There is no instance of which I know in the books where certiorari or prohibition has gone to any arbitrator except a statutory arbitrator, and a statutory arbitrator is a person to whom by statute the parties must resort.

6. The arbitrator under Section 10A of the Act is not an arbitrator to whom by statute the parties must resort, and it must follow that no writ can be directed against him or his award.

7. We think it should be taken as settled law that today neither prohibition nor certiorari will issue to a body exercising a Jurisdiction that is other than statutory. In other words, they will not issue to a private arbitral body which derives its jurisdiction from contract, or to a voluntary association which derives its jurisdiction from the consent of Its members [see Judicial Review of Administrative Action, by S.A. De Smith, p. 275.]

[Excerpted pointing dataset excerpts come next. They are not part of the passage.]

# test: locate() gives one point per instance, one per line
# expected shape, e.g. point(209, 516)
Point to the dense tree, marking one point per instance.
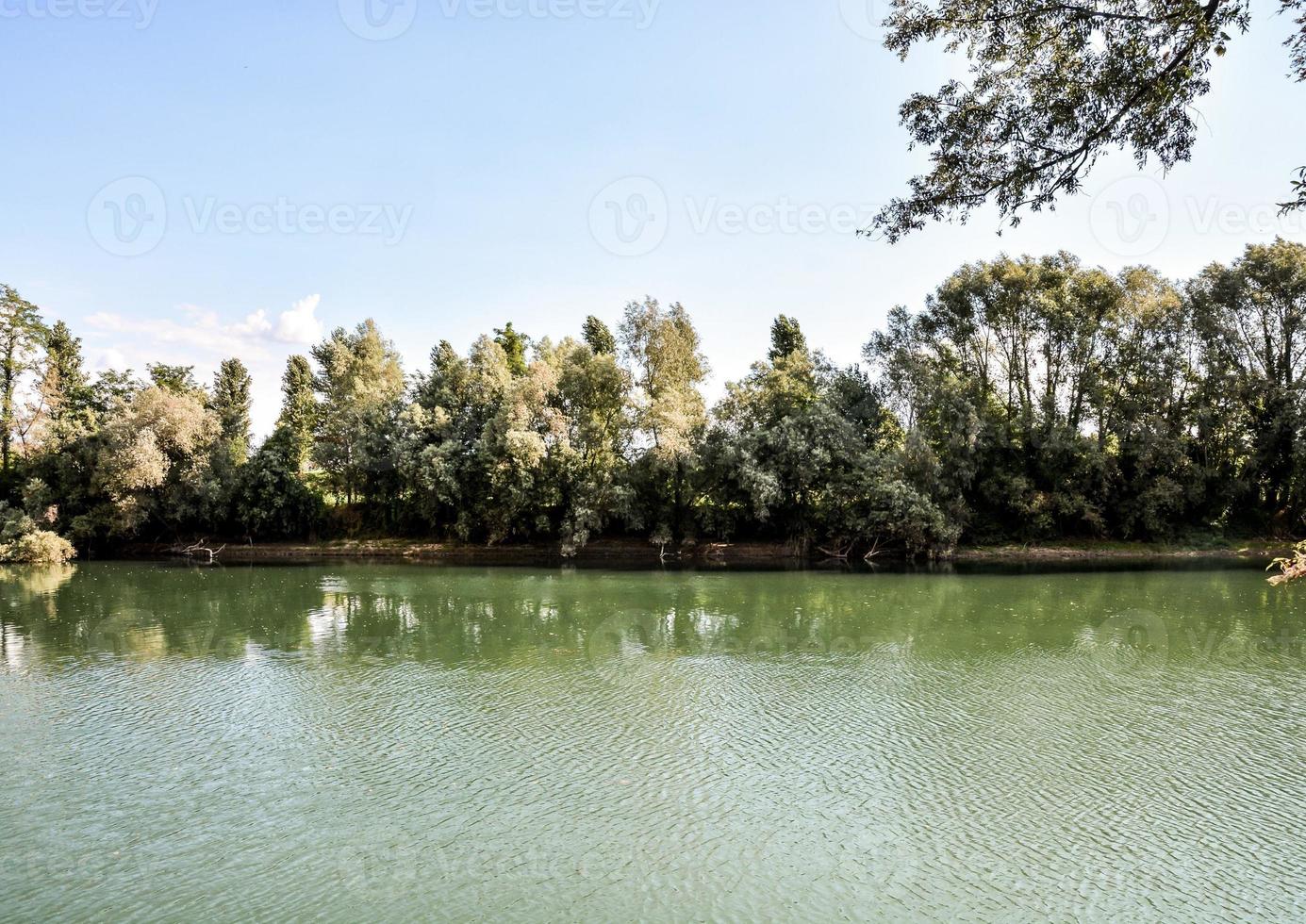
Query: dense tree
point(21, 336)
point(668, 370)
point(298, 418)
point(1051, 88)
point(1251, 316)
point(271, 499)
point(230, 403)
point(65, 393)
point(155, 468)
point(515, 345)
point(360, 387)
point(175, 379)
point(599, 337)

8. There are statutes which make arbitration compulsory for the settlement of disputes. For example, Section 16(1) of the (English) Agricultural Holdings Act, 1923, provided that any question or difference in respect of the matters specified in that section shall be determined by a single arbitrator in accordance with the provisions set out in Schedule II to that Act. A writ will certainly lie in such a case, and it was so held in (1925) 94 L.J.K.B. 433.

9. Our attention was drawn to 1962-I L.L.J. 31 which contains a discussion of the judgment under appeal. We are unable to find anything in that judgment which compels or induces a conclusion different from that of Velu Pillal, J.

10. In the light of what is stated above, this appeal has to be dismissed and we do so. In the circumstances of the case, however, there will be no order as to costs.